For most of their modern existence, the Conservatives have been the natural party of government. The Tories have overseen long periods of stable and stodgy government many times in the past, under managerial leaders like Harold Macmillan and Stanley Baldwin. The British political cycle, for much of our democratic history, has been characterised by long periods of Tory management interspersed with governments of progressive change. This dynamic has shaped the Tories’ self-image. Even when the Tories enact sweeping reforms they are sold to the electorate under the guise of prudent moderation.

This ongoing PR project has been helped at times by an extreme and disorganised Labour party. Thatcher was the status quo when opposed by Michael Foot, and Jeremy Corbyn has a special gift for making practically anyone else seem comfortable and familiar. Nonetheless, this Tory brand of no-nonsense competence has successfully reinforced public perceptions in and of itself. The Conservatives have for decades played to their strengths. They know that most voters in the past did not look to them as the inspiring choice or as a chance to shake up the system. But they could count on angst about dangerous spending and weak defence. The fact that those like Corbyn have deserved these charges should not obscure the fact that at other times, the Tories have tried the same old tricks on fairly safe Labour leaders. Sometimes it has been a laughable flop. Nobody was fooled by warnings of: “New Labour: New Danger.” At other times, though, it has worked well. For example, in 2015, Middle England were convinced of the risks of “Red Ed” very easily.

Political changes can take a long time to come to the surface. The brazen disregard for their time-honoured public image which this Conservative Party is demonstrating now is the product of 30+ years of reinvention. Each generation of Tories since Thatcher has learned the benefits and allurements of acting the daring maverick. The right-wing Eurosceptic backbench rebels of the 1990s, John Major’s “bastards,” showed their fellow Tories the outsized gains available to those holding extreme positions and refusing to compromise for the sake of plausibility and possibility. Those rebels were the ideological grandparents of the Brexiteers, like Michael Gove and Boris Johnson, whose taste of insurgency and anti-establishment rhetoric in the referendum campaign made addicts of them.

The addiction for the populist and the risky spread, contaminating the whole party. The shock result of 2016 set alight the ideological firewood that has been building for decades. Suddenly, the bona fides of Tory loyalty were not about being sensible. The ‘lunatics’ took over the asylum, and installed Boris Johnson as Prime Minister.

Corbyn and the promise to “Get Brexit Done” in 2019 meant that the full ramifications of this sea-change were not fully recognised. The imposition of a global pandemic on Johnson’s plans have brought it to the forefront. It is now that we see a Tory administration whose top echelons are peopled by the likes of Jacob Rees-Mogg.
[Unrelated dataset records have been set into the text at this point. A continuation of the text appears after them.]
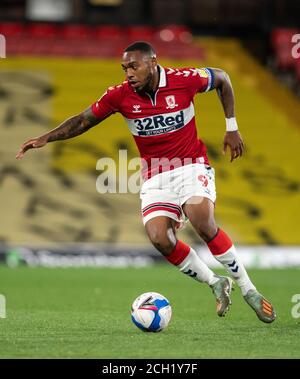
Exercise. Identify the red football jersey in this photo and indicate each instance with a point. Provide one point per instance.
(163, 125)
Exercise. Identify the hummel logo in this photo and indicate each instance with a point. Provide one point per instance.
(136, 108)
(233, 266)
(190, 273)
(171, 103)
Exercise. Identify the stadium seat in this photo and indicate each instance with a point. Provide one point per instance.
(281, 40)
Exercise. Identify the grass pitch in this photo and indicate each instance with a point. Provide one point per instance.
(85, 313)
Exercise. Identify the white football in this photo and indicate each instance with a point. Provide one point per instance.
(151, 312)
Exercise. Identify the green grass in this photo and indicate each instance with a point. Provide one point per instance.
(85, 313)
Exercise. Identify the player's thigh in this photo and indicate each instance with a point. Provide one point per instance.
(200, 211)
(161, 231)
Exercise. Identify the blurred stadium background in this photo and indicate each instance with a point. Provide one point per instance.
(61, 55)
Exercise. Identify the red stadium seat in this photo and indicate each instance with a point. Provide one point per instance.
(281, 40)
(11, 29)
(140, 33)
(77, 31)
(40, 30)
(109, 32)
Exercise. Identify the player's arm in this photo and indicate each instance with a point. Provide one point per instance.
(70, 128)
(232, 138)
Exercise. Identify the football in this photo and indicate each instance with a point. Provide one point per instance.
(151, 312)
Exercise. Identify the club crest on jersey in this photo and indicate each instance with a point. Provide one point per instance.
(171, 103)
(136, 108)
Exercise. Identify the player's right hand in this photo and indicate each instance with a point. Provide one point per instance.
(31, 144)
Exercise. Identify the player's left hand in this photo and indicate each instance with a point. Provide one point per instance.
(235, 142)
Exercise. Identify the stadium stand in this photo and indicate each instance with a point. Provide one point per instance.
(55, 187)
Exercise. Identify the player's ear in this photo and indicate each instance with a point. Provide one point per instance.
(153, 61)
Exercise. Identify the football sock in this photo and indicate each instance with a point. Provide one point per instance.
(188, 262)
(224, 251)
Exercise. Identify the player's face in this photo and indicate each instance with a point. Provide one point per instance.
(140, 70)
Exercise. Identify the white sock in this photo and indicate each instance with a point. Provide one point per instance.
(236, 269)
(194, 267)
(224, 251)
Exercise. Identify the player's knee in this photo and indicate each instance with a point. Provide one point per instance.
(207, 230)
(162, 240)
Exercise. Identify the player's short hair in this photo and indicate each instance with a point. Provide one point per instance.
(142, 46)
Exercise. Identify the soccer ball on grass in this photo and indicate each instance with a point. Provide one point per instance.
(151, 312)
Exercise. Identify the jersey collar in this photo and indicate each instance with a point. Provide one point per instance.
(162, 77)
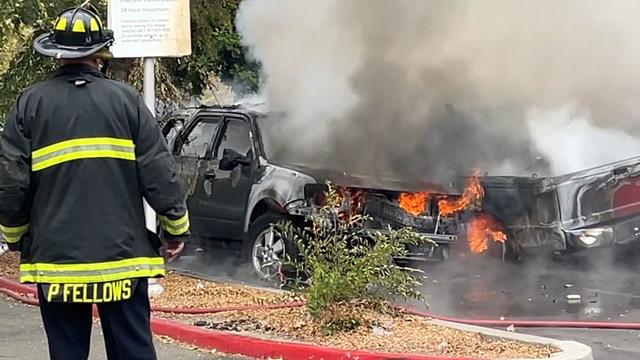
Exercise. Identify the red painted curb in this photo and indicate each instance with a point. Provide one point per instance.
(249, 346)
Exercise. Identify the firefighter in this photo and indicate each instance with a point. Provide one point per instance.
(78, 154)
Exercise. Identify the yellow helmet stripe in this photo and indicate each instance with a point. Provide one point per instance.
(62, 24)
(78, 26)
(94, 25)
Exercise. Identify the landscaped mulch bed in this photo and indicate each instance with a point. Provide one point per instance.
(391, 332)
(399, 332)
(187, 292)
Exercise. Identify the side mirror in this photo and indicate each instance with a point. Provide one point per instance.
(231, 159)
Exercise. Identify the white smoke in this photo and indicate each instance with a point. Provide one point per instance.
(573, 143)
(432, 88)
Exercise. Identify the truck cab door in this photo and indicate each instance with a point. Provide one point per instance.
(227, 188)
(193, 156)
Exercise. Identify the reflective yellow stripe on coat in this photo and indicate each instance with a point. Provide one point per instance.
(92, 272)
(85, 148)
(12, 234)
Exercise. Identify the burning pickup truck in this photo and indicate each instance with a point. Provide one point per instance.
(236, 192)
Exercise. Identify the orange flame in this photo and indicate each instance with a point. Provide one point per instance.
(414, 203)
(481, 228)
(355, 199)
(471, 197)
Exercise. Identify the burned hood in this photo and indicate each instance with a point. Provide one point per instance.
(387, 183)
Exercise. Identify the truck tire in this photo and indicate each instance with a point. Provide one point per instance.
(263, 251)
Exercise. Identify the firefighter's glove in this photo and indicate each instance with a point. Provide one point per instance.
(173, 245)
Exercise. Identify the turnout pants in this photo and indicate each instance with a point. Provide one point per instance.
(125, 324)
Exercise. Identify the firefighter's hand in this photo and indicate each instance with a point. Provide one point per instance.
(172, 249)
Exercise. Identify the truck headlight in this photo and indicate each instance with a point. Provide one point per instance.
(593, 237)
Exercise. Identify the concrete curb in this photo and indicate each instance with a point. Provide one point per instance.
(262, 348)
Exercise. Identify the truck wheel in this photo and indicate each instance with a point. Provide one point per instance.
(264, 250)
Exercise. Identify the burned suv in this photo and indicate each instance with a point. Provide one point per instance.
(236, 192)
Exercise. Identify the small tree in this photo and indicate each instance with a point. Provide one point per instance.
(349, 269)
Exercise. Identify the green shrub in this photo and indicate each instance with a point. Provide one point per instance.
(348, 268)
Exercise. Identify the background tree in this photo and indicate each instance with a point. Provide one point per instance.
(216, 52)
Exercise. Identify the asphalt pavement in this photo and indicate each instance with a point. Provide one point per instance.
(22, 338)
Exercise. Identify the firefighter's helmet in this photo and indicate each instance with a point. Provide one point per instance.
(77, 33)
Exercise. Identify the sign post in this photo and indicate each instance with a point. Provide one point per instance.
(149, 92)
(150, 29)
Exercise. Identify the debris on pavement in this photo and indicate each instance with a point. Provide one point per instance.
(573, 299)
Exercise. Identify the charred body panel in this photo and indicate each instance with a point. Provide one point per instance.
(595, 207)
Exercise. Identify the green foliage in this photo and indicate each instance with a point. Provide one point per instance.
(347, 265)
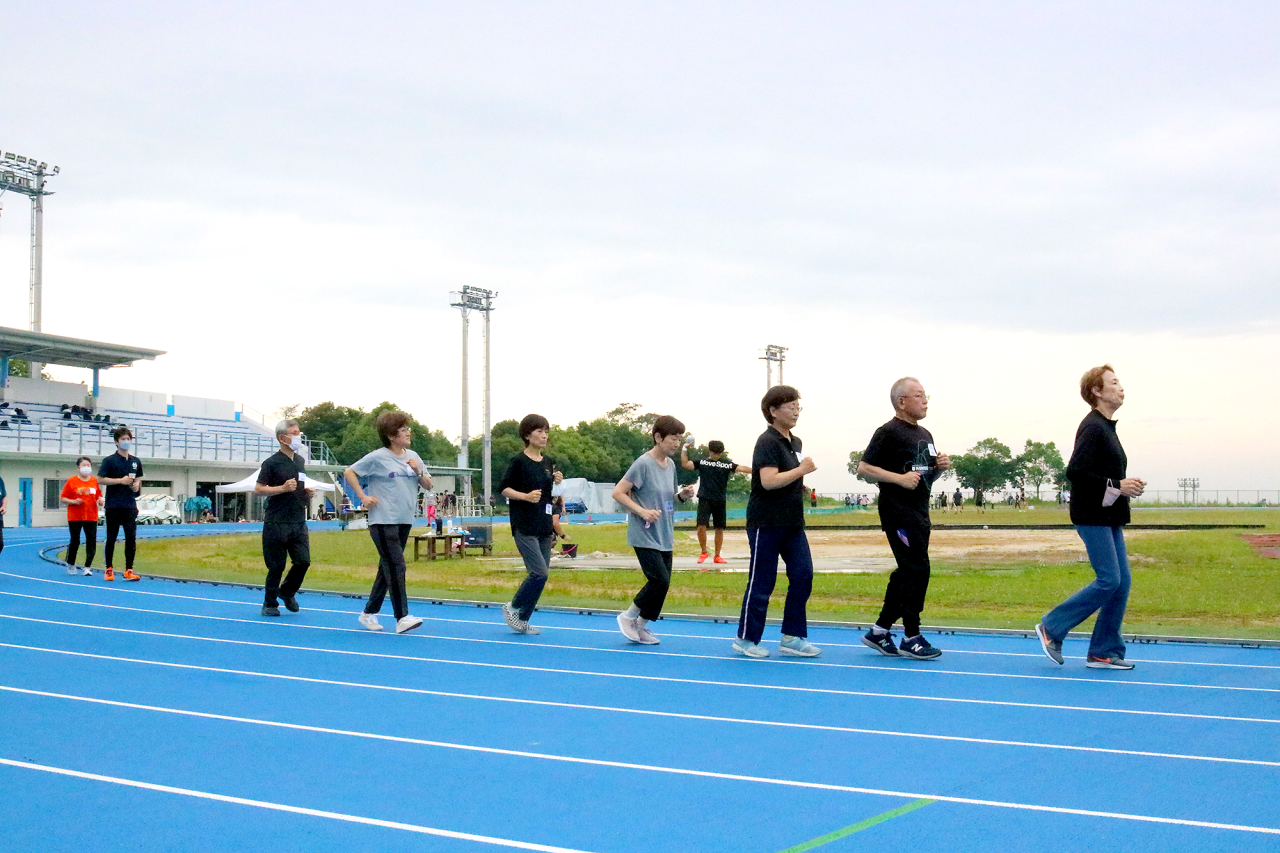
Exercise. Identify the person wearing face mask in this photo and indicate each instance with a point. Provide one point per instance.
(283, 479)
(122, 475)
(81, 496)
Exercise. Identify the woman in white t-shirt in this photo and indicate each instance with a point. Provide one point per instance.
(387, 482)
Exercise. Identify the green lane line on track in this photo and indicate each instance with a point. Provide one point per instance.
(859, 826)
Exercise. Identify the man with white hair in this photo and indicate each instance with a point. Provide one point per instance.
(904, 463)
(284, 530)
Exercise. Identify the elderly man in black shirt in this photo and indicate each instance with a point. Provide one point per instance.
(904, 463)
(284, 534)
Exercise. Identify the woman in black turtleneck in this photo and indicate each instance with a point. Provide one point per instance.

Rees-Mogg clamours to send parliament back to normal despite the concerns of MPs, while Dominic Cummings, the ultimate right-wing revolutionary, obeys one set of rules and imposes another on the rest.

The result has not just been substantive in policy terms but damaging in political ones. The rise in polls of Keir Starmer’s unthreatening Labour shows that the public have discerned this shift in the Conservatives and are no longer in the mood for it. It remains to be seen if Boris Johnson, our most illustrious political arsonist, will find himself swept away by the fire he encouraged in his own party.